Wednesday, March 24, 2010

MIDWAY



DIRECTED BY JASON REITMAN
STARRING: GEORGE CLOONEY, VERA FARMIGA, ANNA KENDRICK, MELANIE LYNSKEY, JASON BATEMAN

It’s a good thing that the writers (and director) started with trying to give us a hang of the whole thing, because, for all I know, there are the excessively air-sick people who might not take to the frequent flying over here, or might take to it in a wholly adverse manner. And what with the finesse in everything, from wearing of suit-tie to the clapping-shut of cases, and not to mention the swirl of trolley-bag, backed by a voice-over by the protagonist, ‘Up in the Air’ begins (and one can very well say that) to be a rocket-ride of sorts.
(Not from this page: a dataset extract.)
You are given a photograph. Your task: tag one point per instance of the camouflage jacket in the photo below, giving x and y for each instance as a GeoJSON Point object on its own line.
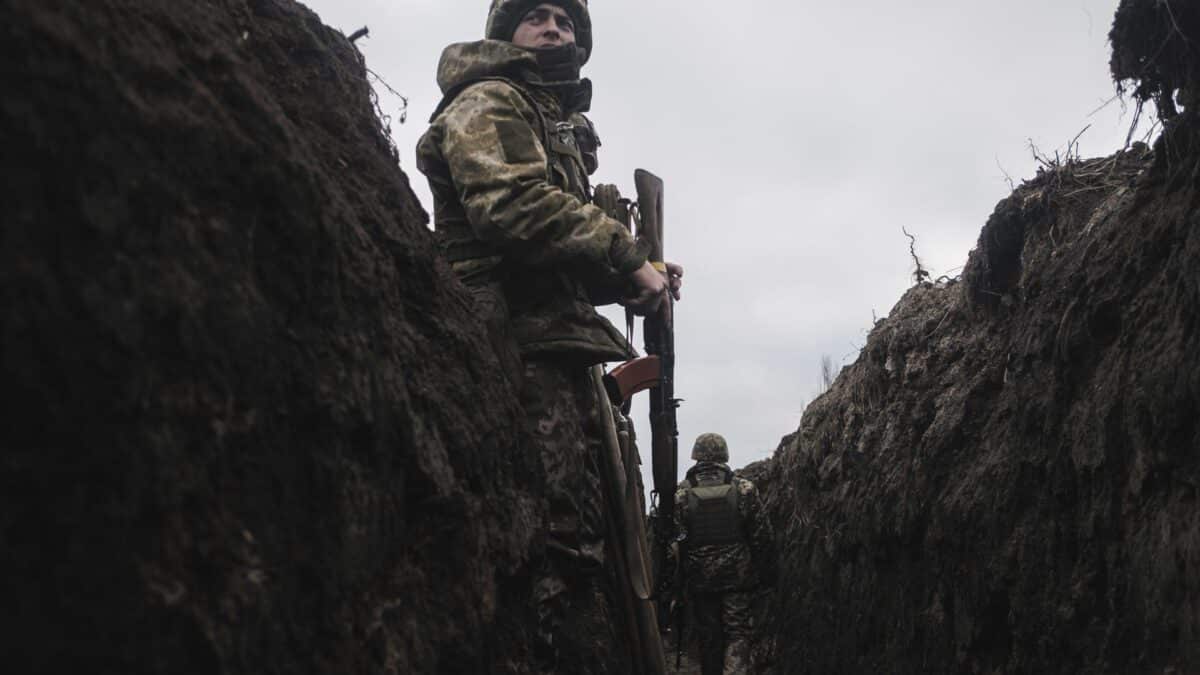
{"type": "Point", "coordinates": [739, 566]}
{"type": "Point", "coordinates": [511, 203]}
But you know it has to tire down and maybe even cease to be, some time, because that’s what they’re advocating, and by ‘they’, I mean the people who are in it: The names of Ryan Bingham and Natalie Keener.

It’s a very nice set-up: very tight, prospective. A man who does things solely for the love of doing it, and who doesn’t do the rest because he sees no point in them, finds a woman who could be an exact match, a mirror-image potential, in exactly the terms she herself mentions to him in a profanely humourous way got me asking one thing, straight out: Could what’s growing between them be called ‘love’, or could it even be related to it in the most obscure way possible? That’s precisely what’s expected of me, I guess, and by asking it, I had fulfilled the entire point of that aspect of the film. The other aspect, the ‘exterminator’ outfit, with the accompanying guilt, sounding more in the kid than the mentor, who has enough behind him to look grave and battle-worn and say “that’s what they do all the time”, is unquestionable, citing its genuineness. It is never said that they like what they’re doing: Ryan flies and that’s pretty much all he sees in the whole thing, because he’s the no-attachment-no-belonging person who finds some nice shoes that fit him. Natalie does what she does for the sake of a guy who is only to leave her. It’s a sordid turn to a solely-professional, career-related progression of plot. And it is intended.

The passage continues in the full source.